Hier noch ein Wort in Betreff der Kopfkissen. Jeder schwache Patient, habe er was immer für eine Krankheit, leidet mehr oder weniger von Beschwerlichkeit beim Athemholen. Wenn daher die Wärterin die Kopfkissen ihres Patienten ordnet, so muß sie darauf bedacht sein, der armen Brust, die kaum ihrer Arbeit gewachsen ist, die Last des Körpers abzunehmen. Was thut sie aber, und was sind die Folgen davon? Sie schichtet ein Kissen über das andere, wie zu einer Mauer von Backsteinen auf. So wird der Kopf des Patienten auf seine Brust geworfen, werden seine Schultern so vorwärts gestoßen, daß sie die Ausdehnung der Lunge hemmen. In der That lehnen sich da die Kopfkissen an den Patienten, statt daß er sich an sie lehnen sollte.

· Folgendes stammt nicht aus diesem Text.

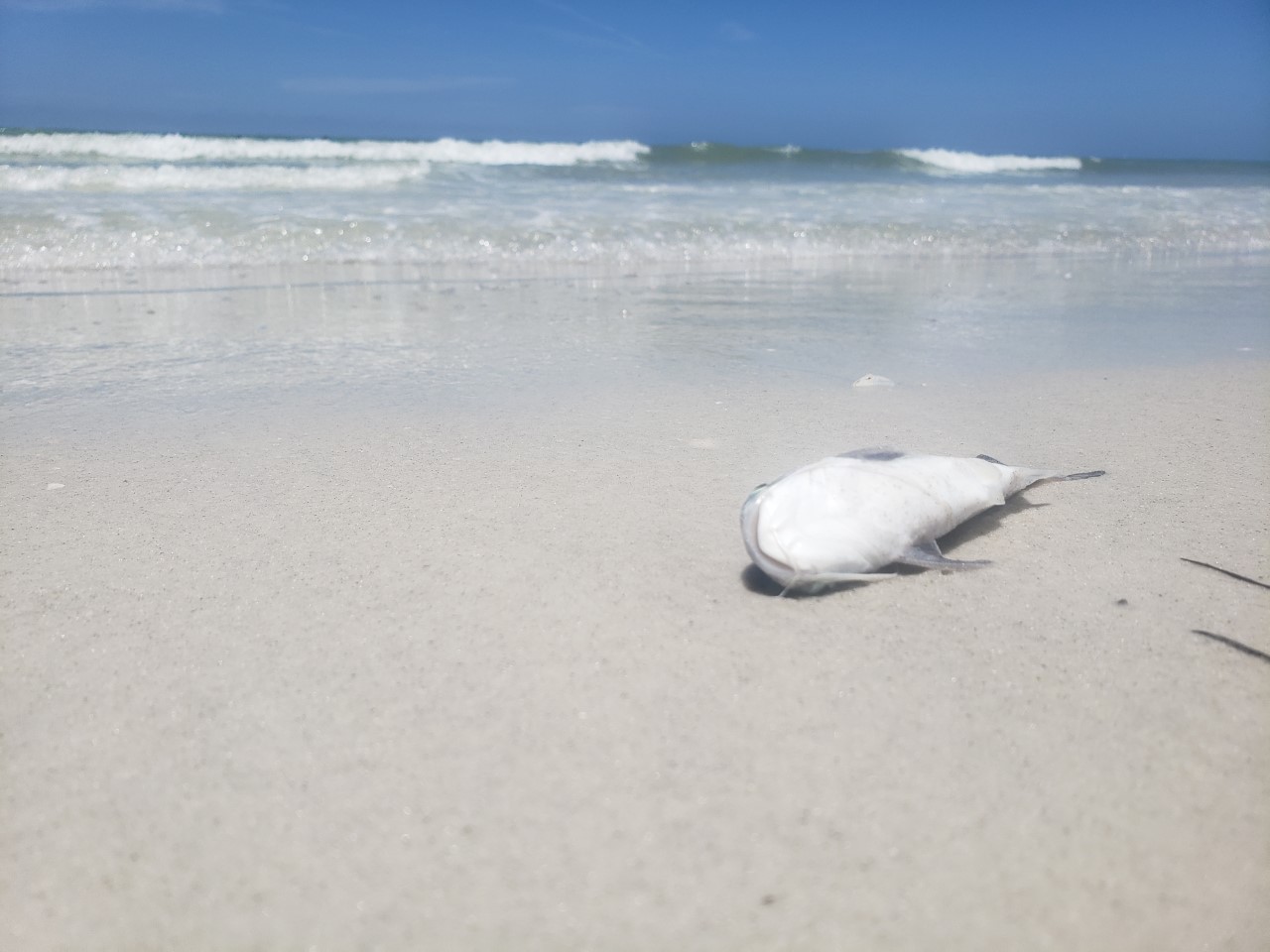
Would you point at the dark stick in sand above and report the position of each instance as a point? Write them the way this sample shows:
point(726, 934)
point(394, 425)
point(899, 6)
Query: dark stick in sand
point(1224, 571)
point(1232, 643)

Es ist unmöglich, hierüber eine Vorschrift zu geben, weil sie nach der Verschiedenheit der Gestalt des Patienten wechseln müßte. Große Patienten leiden bei dem geringsten Versehen weit mehr, als kleine, weil größere Gliedmaßen durch ihr Gewicht den Rumpf des Körpers mehr herabziehen. Man muß also darauf sehen, daß die Kopfkissen den Rücken unterhalb der Lunge unterstützen, daß die Schultern genug Raum haben, um rückwärts zu fallen, und daß auch das Haupt, ohne es vorwärts zu werfen, eine Stütze finde. Durch Vernachlässigung dieser Punkte werden die Leiden sterbender Patienten unendlich vergrößert. Viele Kranke, die zu schwach sind, um selbst ihre Kopfkissen zweckmäßig zusammenzerren zu können, schieben ihr Buch, oder was sie sonst zur Hand haben, hinter den untern Theil ihres Rückens, um ihn zu stützen.